Sindrome de cushing en perros
El Cushing o hiperadrenocorticismo canino es una enfermedad hormonal (endocrina) muy común entre perros mayores de ocho años. Las consecuencias de esta enfermedad, pueden resultar muy graves. Por esto, es muy importante conocer los síntomas para poder detectarlo a tiempo.

La enfermedad recibe este nombre, por el médico que la descubrió y estudió en el año 1932, Harvey Williams Cushing.

El síndrome de Cushing se da cuando en el organismo del perro hay un nivel elevado de hormonas de cortisol.

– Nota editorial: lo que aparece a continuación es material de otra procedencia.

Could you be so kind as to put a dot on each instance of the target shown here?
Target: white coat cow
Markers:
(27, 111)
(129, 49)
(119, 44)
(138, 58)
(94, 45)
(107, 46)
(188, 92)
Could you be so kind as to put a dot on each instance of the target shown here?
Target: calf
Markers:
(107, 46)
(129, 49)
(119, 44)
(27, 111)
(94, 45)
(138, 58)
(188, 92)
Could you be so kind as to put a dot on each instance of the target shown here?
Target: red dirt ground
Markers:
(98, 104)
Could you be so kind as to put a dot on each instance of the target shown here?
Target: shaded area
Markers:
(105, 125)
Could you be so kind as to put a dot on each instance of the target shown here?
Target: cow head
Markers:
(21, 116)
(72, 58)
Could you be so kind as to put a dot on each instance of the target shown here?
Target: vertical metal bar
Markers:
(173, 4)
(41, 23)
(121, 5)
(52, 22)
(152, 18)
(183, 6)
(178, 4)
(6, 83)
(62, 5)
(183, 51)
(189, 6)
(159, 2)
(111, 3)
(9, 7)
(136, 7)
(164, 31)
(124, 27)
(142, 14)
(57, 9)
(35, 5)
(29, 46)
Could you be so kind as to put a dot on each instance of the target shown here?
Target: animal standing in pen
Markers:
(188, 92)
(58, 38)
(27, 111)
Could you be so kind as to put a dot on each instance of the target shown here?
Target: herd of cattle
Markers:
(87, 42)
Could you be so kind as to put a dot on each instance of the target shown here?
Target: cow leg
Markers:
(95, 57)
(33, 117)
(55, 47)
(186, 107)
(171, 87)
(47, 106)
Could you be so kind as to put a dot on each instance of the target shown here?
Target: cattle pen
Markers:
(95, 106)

El exceso de cortisol en el órgano del perro puede producir diferentes problemas de salud como daños en sus órganos vitales o reducción de la energía y de la fuerza.

Como hemos indicado, esta enfermedad afecta a perros mayores y sobre todo de raza pequeña como: Beagle, terrier pequeños, yorkshire etc.

Las causas más frecuentes de este síntoma:

Tumores suprarrenales, situados en las glándulas suprarrenales.  Afecta a la corteza de una o de ambas glándulas, situadas en los extremos superiores de los riñones.

Glucocorticoides, medicamentos utilizados para combatir o controlar los problemas alérgicos y las enfermedades inmunosupresoras. Su uso excesivo puede incrementar considerablemnte los niveles de cortisol.
 
Tumores hipófiso-dependientes, este tipo de tumores se ubican en la glándula pituitaria del cerebro. Provoca el incremento de la producción de la hormona adreno-cortico-tropa (ACTH) y su sobreestimulación. Esto conduce al aumento de la producción de cortisol en las glándulas suprarrenales.
 
Una de las señales más evidentes que nos indicará que nuestro  perro puede estar padeciendo esta enfermedad, es que comenzará a beber mucha más agua de lo habitual y en consecuencia, que orine muchas veces al día y con más  frecuencia.

Otras señales de que el perro puede estar sufriendo el síndrome de Cushing:
El estado general del perro, se debilita.
Empieza a perder tono muscular.
La piel se hace más fina  y le protege menos de los factores externos.
Pérdida de pelo, sobre todo por los costados.
Jadeos con frecuencia, incluso estando en reposo.
Aumento del apetito.

Los síntomas mencionados, no aparecen de golpe, sino que van haciéndose notar a medida que la enfermedad avanza. Esto hace que en ocasiones, sea difícil saber que estos síntomas corresponden a la enfermedad de Cushing y no a los signos típicos de un perro de edad avanzada. Por esta razón, es realmente importante acudir a los controles rutinarios del veterinario.

El tratamiento habitual para este síndrome, es la medicación para nuestro perro, que ayudará a reducir la producción de cortisol,  nivelándolo a unos niveles normales.